En un momento como el actual de crisis sistémica y multidimensional; momento de crisis económica, ecológica, alimentaria y de los cuidados, es necesario y urgente asegurar nuestra presencia en múltiples frentes y visibilizar las formas y los espacios en los que se solapan. A fin de cuentas tenemos claro que, tal y como ya expresaba Lidia Cirillo en los años 90, las relaciones de poder se sostienen recíprocamente, y no es posible contestar una de ellas sin contestarlas todas. Es aquí precisamente donde las dificultades de ser anticapitalista y feminista se han de convertir, aquí y ahora, en un abanico de nuevas posibilidades.

Es en la era actual del capitalismo global que la afirmación de Cirillo deviene más evidente que nunca: resulta imposible comprender las piruetas internacionales del capital sin tomar en consideración como éste moviliza y utiliza la opresión no sólo de género, sino también racial y nacional, entre otras, para maximizar beneficios, reproducirse y auto-erigirse como la única alternativa imaginable. No es posible, por ejemplo, entender el funcionamiento de las ciudades globales estudiadas por la socióloga Saskia Sassen sin tomar en consideración la especialización de numerosos países de la Periferia en la formación y exportación de trabajadoras domésticas y cuidadoras que llevan a cabo el trabajo reproductivo en el Centro en situaciones de gravísima precariedad laboral, social y legal. ¿Qué papel tienen las numerosas Leyes de Extranjería en todo esto? ¿Cómo entendemos la interrelación de sus elementos xenófobos, sexistas y de clase? Tampoco es posible entender el masivo establecimiento durante las últimas décadas de maquilas en México y Centroamérica y de zonas de producción para la exportación en el Sureste asiático, claves todas ellas en los procesos de deslocalización de la industria, sin analizar la feminización internacional de la fuerza de trabajo llevada a cabo durante el mismo periodo. Ésta ha resultado en el desprestigio de ciertos sectores laborales y en el abaratamiento de la mano de obra utilizada en ellos, y ha puesto de manifiesto, a través de fenómenos como el feminicidio de Ciudad Juárez, las enormes resistencias sociales hacia la “emancipación” de las mujeres. Y hablando de resistencias, ejemplos más cercanos, ¿qué papel juega la crecientemente visible presencia de la violencia de género en lugares como el Estado español en el marco de la generalizada incorporación de la mujer en el mercado laboral y el cuestionamiento de los roles tradicionales de género que ésta conlleva? ¿Son acaso todos ellos procesos inconexos? Ignorar la relación entre todos ellos supone hacer, tal y como nos advierte la autora del libro, no sólo un flaco favor a las mujeres, sino “también al marxismo y a un proyecto político de transformación radical de la sociedad”.

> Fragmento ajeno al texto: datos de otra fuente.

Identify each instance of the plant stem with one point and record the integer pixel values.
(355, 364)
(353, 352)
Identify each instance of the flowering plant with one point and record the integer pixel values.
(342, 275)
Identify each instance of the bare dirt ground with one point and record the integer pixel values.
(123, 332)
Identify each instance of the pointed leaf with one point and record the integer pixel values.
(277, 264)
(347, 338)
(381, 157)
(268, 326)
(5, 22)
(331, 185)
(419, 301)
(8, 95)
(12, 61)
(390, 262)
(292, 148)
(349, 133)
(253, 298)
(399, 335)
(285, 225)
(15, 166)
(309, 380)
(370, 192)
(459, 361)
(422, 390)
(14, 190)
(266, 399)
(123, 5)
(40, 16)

Entender los procesos tanto globales como locales desde una perspectiva feminista, anticapitalista e internacionalista implica desgranar las diferentes relaciones de poder y explotación que toman lugar en cada caso y analizar las intersecciones entre todos ellas. Sin ningún miedo a “complejizar la clase”, ni “visibilizar el género” ni, como dice Arruzza, caer en las “tinieblas del idealismo”, sino más bien como resultado del deseo de construir un nuevo movimiento de trabajadores y trabajadoras inclusivo y vibrante. Un movimiento social y político revolucionario que, lejos de preocuparse por reivindicar una opresión principal u original que marque las líneas entre el dentro y el fuera, entre el centro y el margen, luche decidida e incesantemente por acabar con todas ellas.